While the food bill aims to give the right to food to around 67 percent of India's 1.2 billion people numbering around 800 million, the land bill gives
landowners or their dependents fair compensation and transparency in land acquisition, resettlement and rehabilitation and replaces an archaic law enacted 120 years ago during the British rule.
Explaining the significance of the two bills to the voters is the next big challenge for the Congress and its top leadership.
" We will have to take the bills to the people. There is no other way. The party and the government will have to do that," a former cabinet minister told IANS, not wishing to be named.
According to him, while the benefits of the land bill will be felt by the people once it becomes operative after being notified, the benefits of the right to food law will come only when the scheme rolls out on the ground.
"Till people start getting subsidised grains they will not realise the benefits. It may take a few months," another minister told IANS.
In terms of political significance, the two pro-poor and pro-reform bills are expected to give a huge leeway to the ruling Congress ahead of the assembly polls in five states this year end and the 2014 national elections.
"It is a big achievement that the food security and land acquisition bills were passed in the Lok Sabha this week," said a Congress strategist who too did not wish to be identified as only party spokespersons were authorised to speak to the media.
But the situation was not so a week ago when the desperation of the Congress leaders showed.
Despite much hype, Congress chief Sonia Gandhi's pet welfare legislation, the food security bill, could not be passed in the house on Aug 20 which also happens to be the birth anniversary of former prime minister Rajiv Gandhi.
The suddenness with which the BJP raised the case of missing files related to coal block allocations and demanded that Prime Minister Manmohan Singh give a clarification in the house, stunned the Congress floor managers who had thought they would be able to take up the food bill.
Sensing an opportunity to corner the government, even the Left parties and the Janata Dal-United supported the leader of the opposition Sushma Swaraj in seeking the prime minister's statement on the issue of the missing coal files, trapping the Congress in the politics over the food bill.

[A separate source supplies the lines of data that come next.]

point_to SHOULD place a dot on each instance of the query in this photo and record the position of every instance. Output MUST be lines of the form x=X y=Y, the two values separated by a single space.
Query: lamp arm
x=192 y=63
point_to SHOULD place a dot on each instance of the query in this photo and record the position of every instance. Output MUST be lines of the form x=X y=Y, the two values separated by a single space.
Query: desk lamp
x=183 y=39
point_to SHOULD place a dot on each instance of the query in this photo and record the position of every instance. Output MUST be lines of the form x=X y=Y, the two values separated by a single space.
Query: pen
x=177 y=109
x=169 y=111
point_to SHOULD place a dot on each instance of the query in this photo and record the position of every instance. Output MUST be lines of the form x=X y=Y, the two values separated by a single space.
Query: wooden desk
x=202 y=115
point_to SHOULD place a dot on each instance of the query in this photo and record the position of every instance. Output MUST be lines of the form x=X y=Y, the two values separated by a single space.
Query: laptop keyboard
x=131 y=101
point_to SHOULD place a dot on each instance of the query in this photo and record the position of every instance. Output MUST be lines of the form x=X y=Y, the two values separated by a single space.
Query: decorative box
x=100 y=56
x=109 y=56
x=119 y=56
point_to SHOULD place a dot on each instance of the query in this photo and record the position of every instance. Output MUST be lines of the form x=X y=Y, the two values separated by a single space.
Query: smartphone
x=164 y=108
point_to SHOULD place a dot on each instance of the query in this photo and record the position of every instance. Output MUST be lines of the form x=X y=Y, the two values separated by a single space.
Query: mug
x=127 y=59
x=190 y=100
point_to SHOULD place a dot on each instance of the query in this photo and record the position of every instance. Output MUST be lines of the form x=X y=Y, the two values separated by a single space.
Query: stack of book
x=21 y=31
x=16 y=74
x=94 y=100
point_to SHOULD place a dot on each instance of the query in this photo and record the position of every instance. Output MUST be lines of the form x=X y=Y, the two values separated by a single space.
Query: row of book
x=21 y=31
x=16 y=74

"There was poor floor management in the past weeks," accepted a Congress MP.
The two bills are now slated to be debated in the Rajya Sabha next week and Congress managers are confident they will sail through given that most parties support them but may bring some amendments in the upper house.
And while the Congress can ask its chief ministers to start implementing the food bill at the earliest, it can only hope that the non-Congress ruled states will follow suit keeping in mind the poll season.